A less familiar form of activism are proxy proposals, or shareholder resolutions, which are written proposals that are voted upon at a company’s annual meeting. Proxy proposals can be used by shareholders to bring a wide range of social issues to the attention of a company’s management. This form of “internal” activism can shake investor confidence in a company and is so effective that many social movement organizations now operate activist investing units, buying stakes in a company so that they will be able to submit a proxy proposal to draw attention to the issues they care about. Soule’s paper cites the example of People for the Ethical Treatment of Animals (PETA), which reports holding stock in more than 80 companies that they have targeted with animal rights campaigns. In more adversarial cases, shareholder resolutions can be publicized as a way to generate media attention and galvanize public pressure to get social concerns on the corporate agenda. Soule’s research found that firms are likely to respond to proxy proposals by instituting CSR reports into their external communications practices, which can help alleviate investor uncertainty about a firm’s social and environmental behavior by more proactively communicating the company’s perspective.

Figure 1: Percentage of sample that has adopted a CSR committee or provided a CSR report
Percentage of sample that has adopted a CSR committee or provided a CSR report

Though neither the creation of CSR board committees nor the institution of CSR reports provides a clear “yes” to activist demands, such shifts in corporate practices indicate that the door to change is cracked open. Both actions provide a platform for increased discussion of issues internally and make a firm more vulnerable to future activism, according to Soule’s findings.

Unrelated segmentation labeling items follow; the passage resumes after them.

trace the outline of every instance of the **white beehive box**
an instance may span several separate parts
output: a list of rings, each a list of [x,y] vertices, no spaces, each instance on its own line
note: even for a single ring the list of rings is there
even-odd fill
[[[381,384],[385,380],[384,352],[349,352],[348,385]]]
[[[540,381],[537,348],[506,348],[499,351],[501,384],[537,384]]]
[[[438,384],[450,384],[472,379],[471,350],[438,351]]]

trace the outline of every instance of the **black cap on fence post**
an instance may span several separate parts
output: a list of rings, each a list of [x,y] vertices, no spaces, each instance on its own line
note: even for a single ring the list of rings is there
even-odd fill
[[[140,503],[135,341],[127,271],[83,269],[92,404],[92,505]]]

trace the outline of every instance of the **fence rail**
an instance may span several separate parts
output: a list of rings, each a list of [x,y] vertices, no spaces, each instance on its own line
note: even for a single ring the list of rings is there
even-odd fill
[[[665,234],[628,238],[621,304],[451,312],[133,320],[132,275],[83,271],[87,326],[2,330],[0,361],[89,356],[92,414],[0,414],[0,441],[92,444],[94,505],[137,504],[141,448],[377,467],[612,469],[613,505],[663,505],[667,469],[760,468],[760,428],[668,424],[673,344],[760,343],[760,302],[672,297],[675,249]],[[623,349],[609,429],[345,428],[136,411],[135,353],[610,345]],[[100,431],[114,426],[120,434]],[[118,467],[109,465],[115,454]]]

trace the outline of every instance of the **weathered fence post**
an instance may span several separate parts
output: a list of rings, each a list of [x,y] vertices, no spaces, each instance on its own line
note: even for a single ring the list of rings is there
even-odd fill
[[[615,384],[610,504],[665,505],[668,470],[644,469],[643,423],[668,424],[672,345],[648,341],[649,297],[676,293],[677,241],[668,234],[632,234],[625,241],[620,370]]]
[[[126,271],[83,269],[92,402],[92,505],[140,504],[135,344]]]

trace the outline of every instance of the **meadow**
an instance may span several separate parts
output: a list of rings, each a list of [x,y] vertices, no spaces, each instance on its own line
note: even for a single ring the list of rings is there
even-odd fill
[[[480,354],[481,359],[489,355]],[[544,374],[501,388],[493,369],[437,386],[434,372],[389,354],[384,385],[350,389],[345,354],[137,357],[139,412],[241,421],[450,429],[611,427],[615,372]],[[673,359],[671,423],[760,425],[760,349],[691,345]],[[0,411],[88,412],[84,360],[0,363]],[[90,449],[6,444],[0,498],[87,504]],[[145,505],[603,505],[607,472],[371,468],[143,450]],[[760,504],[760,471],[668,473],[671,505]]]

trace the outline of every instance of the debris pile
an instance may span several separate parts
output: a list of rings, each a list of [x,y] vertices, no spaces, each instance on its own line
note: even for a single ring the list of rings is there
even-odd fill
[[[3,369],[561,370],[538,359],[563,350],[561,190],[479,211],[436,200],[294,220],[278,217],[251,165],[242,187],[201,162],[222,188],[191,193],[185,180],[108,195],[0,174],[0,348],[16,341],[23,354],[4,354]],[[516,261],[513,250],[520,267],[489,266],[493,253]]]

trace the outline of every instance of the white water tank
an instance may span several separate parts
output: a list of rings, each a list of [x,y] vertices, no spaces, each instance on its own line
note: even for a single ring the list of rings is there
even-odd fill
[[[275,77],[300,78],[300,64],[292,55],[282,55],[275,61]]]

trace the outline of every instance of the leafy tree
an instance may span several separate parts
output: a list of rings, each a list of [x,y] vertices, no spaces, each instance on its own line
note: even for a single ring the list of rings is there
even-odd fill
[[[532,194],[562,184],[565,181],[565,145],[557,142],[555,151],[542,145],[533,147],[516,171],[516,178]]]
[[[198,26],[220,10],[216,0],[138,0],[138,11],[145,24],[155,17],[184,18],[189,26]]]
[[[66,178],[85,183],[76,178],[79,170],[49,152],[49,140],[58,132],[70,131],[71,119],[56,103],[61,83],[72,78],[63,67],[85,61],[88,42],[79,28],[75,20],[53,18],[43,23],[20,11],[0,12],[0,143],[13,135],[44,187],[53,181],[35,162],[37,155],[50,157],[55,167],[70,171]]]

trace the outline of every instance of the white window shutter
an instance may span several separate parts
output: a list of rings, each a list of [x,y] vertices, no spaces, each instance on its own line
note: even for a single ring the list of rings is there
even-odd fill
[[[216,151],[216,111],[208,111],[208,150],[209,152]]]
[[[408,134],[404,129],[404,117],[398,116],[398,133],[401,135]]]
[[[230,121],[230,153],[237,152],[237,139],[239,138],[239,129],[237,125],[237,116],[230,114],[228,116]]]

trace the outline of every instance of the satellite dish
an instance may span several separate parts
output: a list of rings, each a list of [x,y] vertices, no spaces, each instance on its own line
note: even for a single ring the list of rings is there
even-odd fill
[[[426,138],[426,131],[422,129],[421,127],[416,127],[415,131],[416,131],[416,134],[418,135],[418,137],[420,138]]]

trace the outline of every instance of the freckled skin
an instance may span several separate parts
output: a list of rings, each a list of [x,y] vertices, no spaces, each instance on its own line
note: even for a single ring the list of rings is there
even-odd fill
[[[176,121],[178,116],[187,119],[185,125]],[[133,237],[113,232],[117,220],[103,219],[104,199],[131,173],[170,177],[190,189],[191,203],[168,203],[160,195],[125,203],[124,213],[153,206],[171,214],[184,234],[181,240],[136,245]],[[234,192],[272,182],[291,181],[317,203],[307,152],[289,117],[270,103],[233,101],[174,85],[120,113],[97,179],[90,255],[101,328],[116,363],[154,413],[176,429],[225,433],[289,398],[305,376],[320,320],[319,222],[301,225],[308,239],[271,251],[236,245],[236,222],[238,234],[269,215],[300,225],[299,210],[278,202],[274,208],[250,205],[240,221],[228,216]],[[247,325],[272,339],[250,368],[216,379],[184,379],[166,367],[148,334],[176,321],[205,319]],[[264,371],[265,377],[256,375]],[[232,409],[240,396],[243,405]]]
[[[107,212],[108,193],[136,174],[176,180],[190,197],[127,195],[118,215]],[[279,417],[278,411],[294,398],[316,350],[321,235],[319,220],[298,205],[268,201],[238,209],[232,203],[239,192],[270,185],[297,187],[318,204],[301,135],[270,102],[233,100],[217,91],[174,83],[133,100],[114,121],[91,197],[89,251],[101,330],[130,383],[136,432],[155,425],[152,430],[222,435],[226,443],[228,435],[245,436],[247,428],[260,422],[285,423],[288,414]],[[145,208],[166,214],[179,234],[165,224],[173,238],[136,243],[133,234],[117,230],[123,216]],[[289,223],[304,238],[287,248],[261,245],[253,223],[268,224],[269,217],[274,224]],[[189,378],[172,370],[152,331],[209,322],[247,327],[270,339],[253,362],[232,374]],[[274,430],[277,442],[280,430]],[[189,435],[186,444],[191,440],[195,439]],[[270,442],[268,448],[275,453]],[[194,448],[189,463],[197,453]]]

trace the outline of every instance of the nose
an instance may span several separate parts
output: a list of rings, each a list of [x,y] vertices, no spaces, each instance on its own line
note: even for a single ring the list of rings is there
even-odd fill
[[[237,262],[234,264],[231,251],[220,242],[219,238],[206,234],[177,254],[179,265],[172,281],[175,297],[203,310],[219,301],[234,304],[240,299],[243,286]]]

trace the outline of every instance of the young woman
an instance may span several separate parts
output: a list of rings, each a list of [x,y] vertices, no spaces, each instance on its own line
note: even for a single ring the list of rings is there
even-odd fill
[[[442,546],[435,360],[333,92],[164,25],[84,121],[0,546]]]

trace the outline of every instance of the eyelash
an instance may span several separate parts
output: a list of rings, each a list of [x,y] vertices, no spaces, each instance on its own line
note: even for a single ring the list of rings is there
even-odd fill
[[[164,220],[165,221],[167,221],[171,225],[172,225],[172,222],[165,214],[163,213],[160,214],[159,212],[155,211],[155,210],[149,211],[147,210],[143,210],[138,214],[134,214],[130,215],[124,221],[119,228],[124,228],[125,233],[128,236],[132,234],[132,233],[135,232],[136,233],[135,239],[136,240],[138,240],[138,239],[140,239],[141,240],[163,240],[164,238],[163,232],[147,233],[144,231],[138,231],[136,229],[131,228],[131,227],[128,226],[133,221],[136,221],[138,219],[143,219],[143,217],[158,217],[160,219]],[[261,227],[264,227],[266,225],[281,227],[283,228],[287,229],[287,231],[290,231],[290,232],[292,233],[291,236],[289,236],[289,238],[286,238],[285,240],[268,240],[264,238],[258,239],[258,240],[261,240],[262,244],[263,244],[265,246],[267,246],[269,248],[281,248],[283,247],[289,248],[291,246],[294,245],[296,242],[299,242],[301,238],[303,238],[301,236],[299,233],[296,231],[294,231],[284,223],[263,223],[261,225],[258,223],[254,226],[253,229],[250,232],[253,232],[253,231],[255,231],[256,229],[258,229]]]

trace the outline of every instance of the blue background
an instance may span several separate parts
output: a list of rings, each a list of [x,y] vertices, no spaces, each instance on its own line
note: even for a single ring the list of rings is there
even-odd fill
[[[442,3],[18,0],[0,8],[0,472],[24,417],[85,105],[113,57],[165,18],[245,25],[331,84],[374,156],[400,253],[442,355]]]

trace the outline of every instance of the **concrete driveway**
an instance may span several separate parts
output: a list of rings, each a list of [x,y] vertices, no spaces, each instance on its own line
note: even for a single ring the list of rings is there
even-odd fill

Soule and her colleagues cite Nike as one example of how a firm’s response to activism – in all its forms, from protests to boycotts to social proxy proposals – changes over time. Soule’s book Contention and Corporate Social Responsibility details Nike’s experience from the 1970s to the 1990s. During this time, Nike was targeted by numerous protests concerning labor practices in the overseas factories where its shoes are manufactured, and for years the company turned a deaf ear. As Todd McKean, then Nike’s director of compliance, stated in a 2001 interview, “Our initial attitude was, ‘Hey, we don’t own the factories. We don’t control what goes on there” (Heckel 2001). But by the late 1990s, following high-profile protests at over 40 universities that held contracts with the company, Nike began to change its approach. In 1999, Nike adopted a code of conduct to govern its suppliers and over the next five years it conducted more than 600 factory audits to assure that its standards were being met. Today, Nike is ranked at the top of its industry in Fortune’s Most Admired Companies list and may be the most activist-receptive company in the retail industry. Over the past 20 years, Nike has voluntarily agreed to all but two of the social proxy proposals submitted by its shareholders and now collaborates with organizations like Greenpeace.

Over time, activism and incremental shifts in corporate practices have changed the private sector’s approach to activist challenges, and research confirms that social movements are indeed capable of influencing corporate behavior, ranging from curbing harmful toxic emissions to granting employees same-sex domestic partnership benefits to divesting from politically risky countries. Progress continues, but it doesn’t come easily.

“If there is no struggle, there is no progress,” Frederick Douglass once said. For those who are advocates and activists, it is encouraging to know that even small steps of change – like a CSR report or formation of a CSR committee – are vital to future efforts to bring about change.